[TriLUG] clustering or server mirroring

Wed Apr 20 07:23:19 EDT 2005

Magnus Hedemark wrote:

> David McDowell wrote:
>
>> One in the same?  Here's my idea.  I'd like to use CentOS 4 if
>> possible to do this.  I would like to have my webserver mirrored on
>> another machine so that if one goes down, the site continues to run. 
>> If I change a config on one machine, the config should change on the
>> mirrored machine.  Is this running a cluster or is this some other
>> kind of setup?  Basically I have some time at work to play.  Any good
>> resources for this kind of information?  Basically I want 2 servers to
>> be identical mirrors of one another so that if one of the 2 goes down,
>> I'm still online.  And, if I repair the broken one, it can resync
>> itself so that the mirror of the 2 machines is identical again. 
>> Suggestions, links, etc?
>>
>
> Since CentOS 4 is, despite what RHAT's lawyers say, technically pretty 
> much RHEL 4, you can follow the admin docs for RHEL 4 to see how 
> clustering works in there.  The way we're doing it at $WORK requires 
> access to a LUN on a SAN that is unmasked to both servers, though, so 
> I'm not quite sure how you would pull it off without some sort of 
> shared external SCSI or SAN storage.

I wanted to comment on this thread yesterday, but time did not allow.  
As I've been looking into this a lot lately, I'll quickly try to 
summarize the available options for "clustering", as I've discovered 
thus far.  Primarily I'm familiar with high availability clustering, as 
opposed to compute-performance clustering.  The latter is more geared 
towards parallel processing of individual data chunks, and sharing those 
chunks to be processed over something like Myrinet or Infiniband, or 
even Gig-E.  This requires dedicated software which understands how to 
divide up the processing task, and isn't really what you're after.  
Having gotten that out of the way, on to HA clustering...

For clustering web traffic, ultramonkey has been mentioned already, and 
is a very nice bundling of heartbeat and the other tools from the 
linux-ha project, with LVS (Linux Virtual Server).  I have seen it used 
with some success in production, for doing pretty-much what you 
describe.  If you need a group of web servers to appear as "one" web 
server which never goes down, Ultramonkey is a nice bundling of those 
tools.  It essentially allows you to take a pair of very simple, 
low-powered machines and make a failover-pair out of them.  Then on that 
failover pair you run LVS, which talks to your webserver "farm" behind 
the failover pair.  This provides a very redundant system, in that 
either of the front end machines can fail, or any of the back end 
machines can fail, and traffic will continue to be served accordingly.  
This doesn't help you solve the problem of dividing up your application, 
if it's not currently capable of being run on more than one server...

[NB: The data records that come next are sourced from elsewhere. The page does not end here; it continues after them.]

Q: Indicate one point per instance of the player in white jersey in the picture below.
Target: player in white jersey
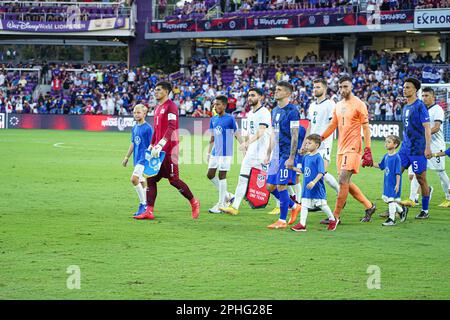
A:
(259, 130)
(320, 113)
(437, 164)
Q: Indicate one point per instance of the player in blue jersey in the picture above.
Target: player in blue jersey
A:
(416, 146)
(314, 194)
(223, 128)
(295, 188)
(282, 152)
(442, 153)
(141, 136)
(392, 189)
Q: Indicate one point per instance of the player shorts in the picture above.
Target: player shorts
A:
(138, 172)
(387, 199)
(436, 164)
(248, 163)
(349, 162)
(325, 152)
(418, 163)
(169, 169)
(313, 203)
(278, 174)
(223, 163)
(298, 162)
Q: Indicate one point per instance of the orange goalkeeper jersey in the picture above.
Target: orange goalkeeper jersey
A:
(349, 116)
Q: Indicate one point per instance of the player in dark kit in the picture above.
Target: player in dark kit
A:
(166, 139)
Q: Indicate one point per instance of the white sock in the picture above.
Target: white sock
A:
(222, 191)
(398, 207)
(414, 188)
(303, 215)
(141, 193)
(298, 191)
(328, 212)
(240, 191)
(332, 182)
(445, 183)
(215, 182)
(392, 210)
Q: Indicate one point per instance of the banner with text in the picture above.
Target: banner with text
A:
(62, 26)
(285, 21)
(432, 19)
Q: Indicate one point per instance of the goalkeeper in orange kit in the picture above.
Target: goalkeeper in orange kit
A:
(349, 116)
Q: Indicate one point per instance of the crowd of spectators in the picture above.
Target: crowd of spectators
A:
(115, 89)
(40, 11)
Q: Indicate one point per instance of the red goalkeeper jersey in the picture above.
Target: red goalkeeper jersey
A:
(166, 126)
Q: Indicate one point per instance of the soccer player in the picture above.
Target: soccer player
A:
(220, 153)
(442, 153)
(437, 118)
(166, 139)
(314, 194)
(415, 149)
(141, 135)
(294, 188)
(282, 152)
(349, 116)
(259, 132)
(391, 164)
(320, 113)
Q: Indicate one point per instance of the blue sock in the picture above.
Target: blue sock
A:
(425, 202)
(276, 194)
(284, 204)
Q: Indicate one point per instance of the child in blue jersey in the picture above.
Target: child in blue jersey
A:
(391, 164)
(223, 129)
(314, 194)
(141, 137)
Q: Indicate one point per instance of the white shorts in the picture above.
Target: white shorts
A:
(387, 199)
(223, 163)
(249, 163)
(313, 203)
(325, 152)
(139, 172)
(436, 163)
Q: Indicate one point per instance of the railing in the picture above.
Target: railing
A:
(38, 70)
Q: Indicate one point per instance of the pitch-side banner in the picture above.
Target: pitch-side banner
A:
(432, 19)
(284, 22)
(60, 26)
(379, 130)
(93, 122)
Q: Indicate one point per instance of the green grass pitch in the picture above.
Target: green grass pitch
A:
(72, 205)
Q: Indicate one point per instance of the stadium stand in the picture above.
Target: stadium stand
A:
(115, 89)
(197, 10)
(54, 11)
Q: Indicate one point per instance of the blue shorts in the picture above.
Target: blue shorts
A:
(298, 162)
(278, 174)
(418, 163)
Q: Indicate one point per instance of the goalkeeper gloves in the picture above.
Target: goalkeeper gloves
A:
(367, 158)
(156, 150)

Consider something other than web services.  Something like Cyrus IMAP, 
for example, is notoriously difficult to setup for high availability.  
The traditional way to handle the problem is to use one big box, make it 
as redundant as possible, and hope it doesn't go down.  Anything more 
complicated involved a "murder" of IMAP servers (I'm not making that 
name up), with a specially designed redirector, and a lot more 
machines.  Essentially, this becomes a configuration and management 
nightmare, unless you *really* need to scale well beyond what one box 
can serve up anyway.  With Cyrus, you can't even share the backed 
storage over NFS, because it's locking doesn't play well with NFS.  So, 
how do you provide good email services?  Enter DRBD.  DRBD is short for 
Distributed Redundant Block Device, and it's exactly what it sounds 
like.  A method for creating a block device in Linux, and then mirroring 
all changes to that block device to a redundant block device on another 
computer over the network (usually over a dedicated Gig-E link).  You 
then format this block device with your journaling filesystem of choice 
(after all, a disk is just a block device to linux).  You then combine 
the afore-mentioned linux-ha project (with heartbeat and IP failover) in 
such a fashion that when the first machine fails, the second machine 
Shoots The Other Node In The Head (STONITH) to ensure that it's off, and 
then mounts the redundant copy of the filesystem, starts the services, 
takes over the IP address, and starts serving up traffic.  All with in 
about 10-15 seconds.  With this way of doing things, you can serve up 
redundant NFS, redundant Cyrus, redundant Jabber, or what ever you 
need.  Even basic clustering of an Apache server works well in this 
case, if all you need is failover with out load balancing.  It also 
somewhat reduces the complexity of the picture, as you don't have LVS 
involved monkeying (no pun intended) with the packets (which is required 
for scaling much beyond two machines).

There is of course the classic way of clustering, involving external 
shared storage.  It's very similar to the DRBD description above (in 
fact the story should be told in reverse, as DRBD is based off this 
idea), where you have an external source of shared storage, such as a 
SAN fabric, or a shared SCSI disc subsystem.  Instead of having a shared 
Gigabit link to mirror the data back and forth, it's simply stored on 
media which both machines have access to.  The obvious problem here 
being that Brocade switches and fiberchannel disc controllers / disc 
boxes aren't cheap equipment.  :)  Even external SCSI arrays are usually 
a bit of overkill for the task at hand, not to mention equally expensive.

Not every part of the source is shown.